Wie schreibt man einen Prolog?

Muss zu in einer Hausarbeit zu dem Thema Sekten und Religionen einen Prolog und Epilog schreiben. Wie soll ich da vorgehen? Was muss ich hineinschreiben?

1 Antwort

394003
Survivor

Survivor

Rang: Albert Einstein (15.137) | Prolog (10), Epilog (10)

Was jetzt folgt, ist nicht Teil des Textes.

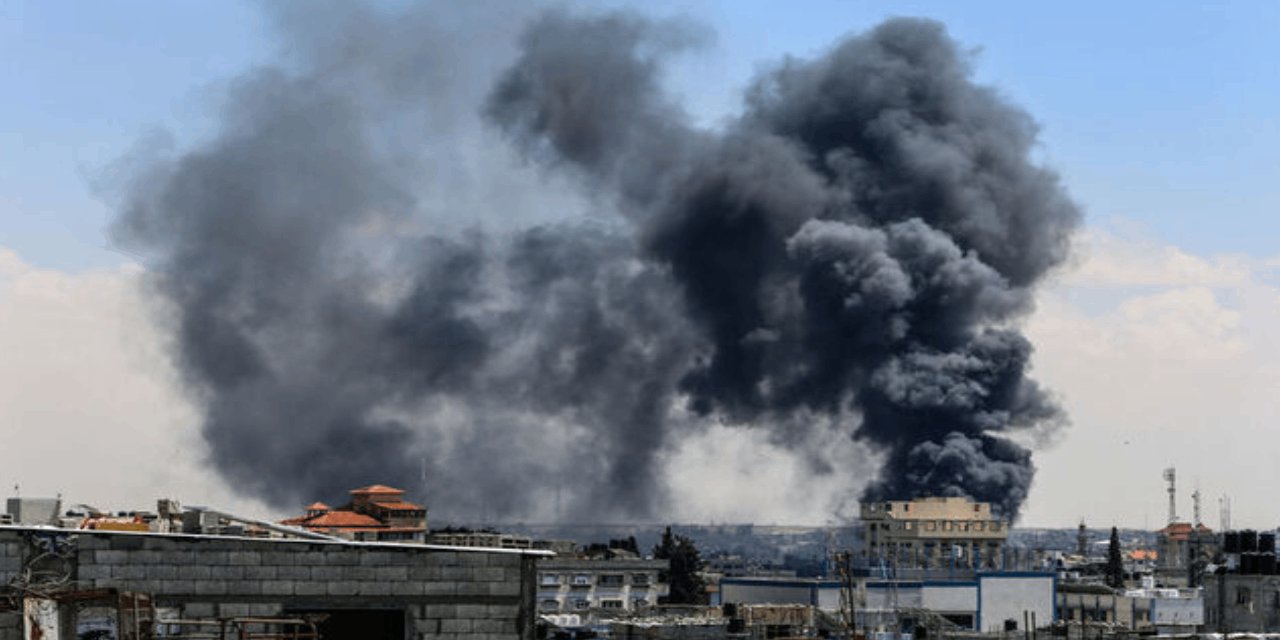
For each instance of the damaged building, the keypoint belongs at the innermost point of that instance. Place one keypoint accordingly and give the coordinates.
(140, 585)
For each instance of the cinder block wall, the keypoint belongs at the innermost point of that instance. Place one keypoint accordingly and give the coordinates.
(446, 593)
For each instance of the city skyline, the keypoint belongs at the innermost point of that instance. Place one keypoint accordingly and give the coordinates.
(1160, 337)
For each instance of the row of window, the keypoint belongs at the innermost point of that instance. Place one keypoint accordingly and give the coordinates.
(945, 525)
(583, 603)
(603, 579)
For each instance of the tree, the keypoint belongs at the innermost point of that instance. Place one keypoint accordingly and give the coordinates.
(1114, 575)
(686, 585)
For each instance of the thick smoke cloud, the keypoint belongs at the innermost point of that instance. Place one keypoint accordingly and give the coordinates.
(366, 283)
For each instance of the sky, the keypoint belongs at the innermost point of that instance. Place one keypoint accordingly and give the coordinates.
(1161, 338)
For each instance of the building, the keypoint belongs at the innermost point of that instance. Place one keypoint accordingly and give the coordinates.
(581, 585)
(1243, 595)
(72, 584)
(1182, 553)
(33, 511)
(932, 533)
(984, 602)
(1146, 611)
(375, 513)
(472, 538)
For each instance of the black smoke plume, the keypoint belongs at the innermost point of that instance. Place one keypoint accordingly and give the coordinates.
(483, 248)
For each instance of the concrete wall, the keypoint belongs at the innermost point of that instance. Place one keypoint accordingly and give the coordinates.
(745, 590)
(950, 598)
(444, 593)
(1006, 595)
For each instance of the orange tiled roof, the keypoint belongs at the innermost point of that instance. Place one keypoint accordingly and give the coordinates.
(341, 519)
(378, 488)
(398, 506)
(1182, 530)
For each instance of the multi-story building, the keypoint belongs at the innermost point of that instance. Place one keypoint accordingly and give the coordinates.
(933, 533)
(579, 585)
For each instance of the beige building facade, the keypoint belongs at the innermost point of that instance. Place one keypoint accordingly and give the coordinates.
(933, 533)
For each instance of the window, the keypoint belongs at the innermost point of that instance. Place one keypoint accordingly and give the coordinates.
(1243, 597)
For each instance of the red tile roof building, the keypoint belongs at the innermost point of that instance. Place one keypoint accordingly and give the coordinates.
(376, 512)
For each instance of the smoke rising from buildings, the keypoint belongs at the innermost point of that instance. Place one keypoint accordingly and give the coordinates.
(489, 252)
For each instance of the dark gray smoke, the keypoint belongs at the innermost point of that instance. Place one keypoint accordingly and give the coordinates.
(366, 286)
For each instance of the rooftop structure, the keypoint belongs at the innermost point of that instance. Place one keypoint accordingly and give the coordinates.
(376, 512)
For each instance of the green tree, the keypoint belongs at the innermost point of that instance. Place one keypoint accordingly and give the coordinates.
(686, 585)
(1114, 575)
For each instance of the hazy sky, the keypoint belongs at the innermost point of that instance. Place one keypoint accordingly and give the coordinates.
(1162, 338)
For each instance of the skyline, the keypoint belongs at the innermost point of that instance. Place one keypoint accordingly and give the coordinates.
(1152, 300)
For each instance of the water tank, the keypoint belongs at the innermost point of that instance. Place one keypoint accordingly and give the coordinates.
(1248, 540)
(1232, 542)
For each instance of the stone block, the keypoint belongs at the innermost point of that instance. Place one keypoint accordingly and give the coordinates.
(376, 558)
(325, 572)
(439, 611)
(263, 572)
(391, 574)
(357, 572)
(128, 571)
(424, 574)
(455, 626)
(472, 611)
(494, 626)
(490, 574)
(442, 558)
(178, 557)
(472, 560)
(211, 588)
(193, 572)
(439, 589)
(293, 572)
(178, 586)
(280, 558)
(341, 557)
(83, 571)
(227, 572)
(213, 557)
(161, 572)
(456, 574)
(407, 588)
(245, 558)
(110, 557)
(277, 588)
(199, 609)
(146, 557)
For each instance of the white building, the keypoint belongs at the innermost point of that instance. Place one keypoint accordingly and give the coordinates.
(577, 585)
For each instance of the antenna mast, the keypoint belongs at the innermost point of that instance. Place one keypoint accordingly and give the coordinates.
(1196, 506)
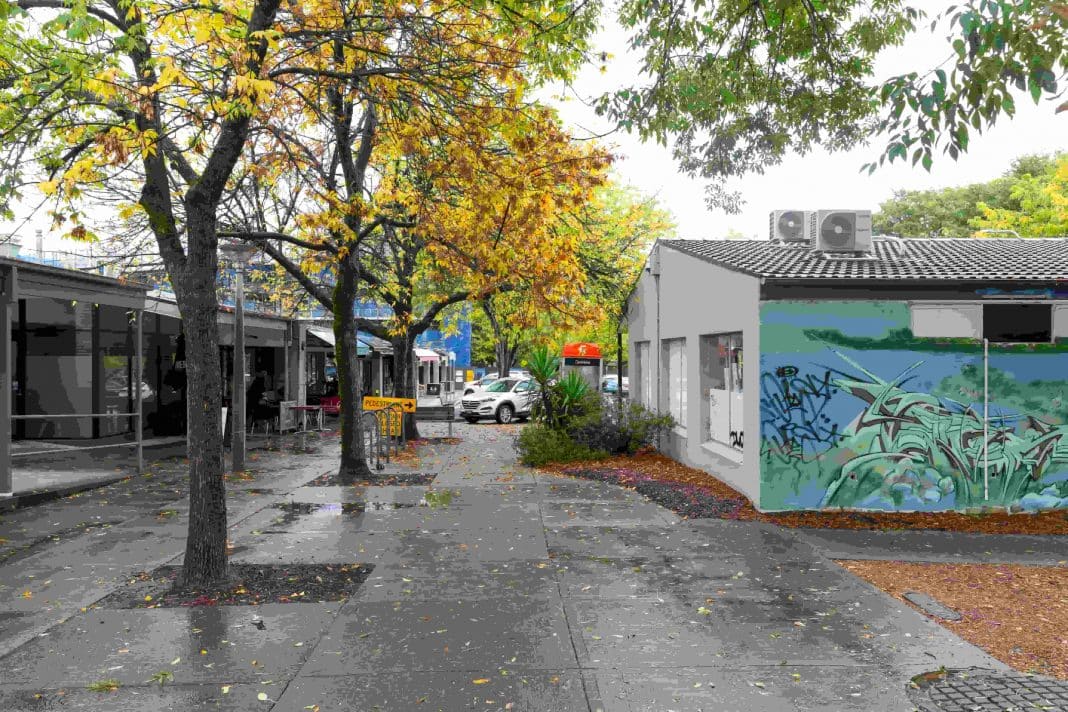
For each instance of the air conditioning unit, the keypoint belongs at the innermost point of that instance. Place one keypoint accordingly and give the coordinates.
(788, 226)
(841, 231)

27 Minuten nachdem die Frage gestellt worden ist (18.04.2009 15:01)

1

Keine Kritik an der Wortwahl, aber Prolog und Epilog gehören ins Drama und nicht in eine wissenschaftliche Arbeit. Da heißt das Vorwort und Nachwort. Oder Einführung statt Vorwort.

Egal.

Das Thema der Arbeit sollte im Vorwort präzisiert werden und der Aufbau der Arbeit wird begründet. Zum Beispiel sinngemäß: Wir haben diese Arbeit unter den Titel "Sekten und Religionen" gestellt, weil Sekten eine immer größere Bedeutung in der Gesellschaft erhalten. Was genau eine Sekte von einer Religionsgemeinschaft unterscheidet wird deshalb gleich im ersten Kapitel des Hauptteils erläutert. Überhaupt haben wir uns in diesen ersten Kapiteln erstmal die Mühe gemacht, die Begrifflichkeiten zu klären, die gerne in Presse und Fachliteratur wie in Diskussionen wild gemixt werden und die so zu vielen vermeidbaren Missverständnissen führen. Die nächsten Kapitel handeln dann von den verschiedenen Weltreligionen, auf die wir uns beschränken, um den Rahmen dieser Arbeit nicht zu sprengen. (Oder ihr sagt, warum ihr nur die Religionen und Sekten nehmt, die im Raum Offenbach praktiziert werden oder die sich im christlichen Umfeld bewegen oder ....) Dann sagt ihr, warum ihr diese Arbeit überhaupt schreibt und warum es so wichtig ist, sich mit diesem Thema zu beschäftigen (aber nicht, weil ihr die gute Note braucht *gg*)
Zum Schluss kommt der Monat, das Jahr und der Name des Verfassers.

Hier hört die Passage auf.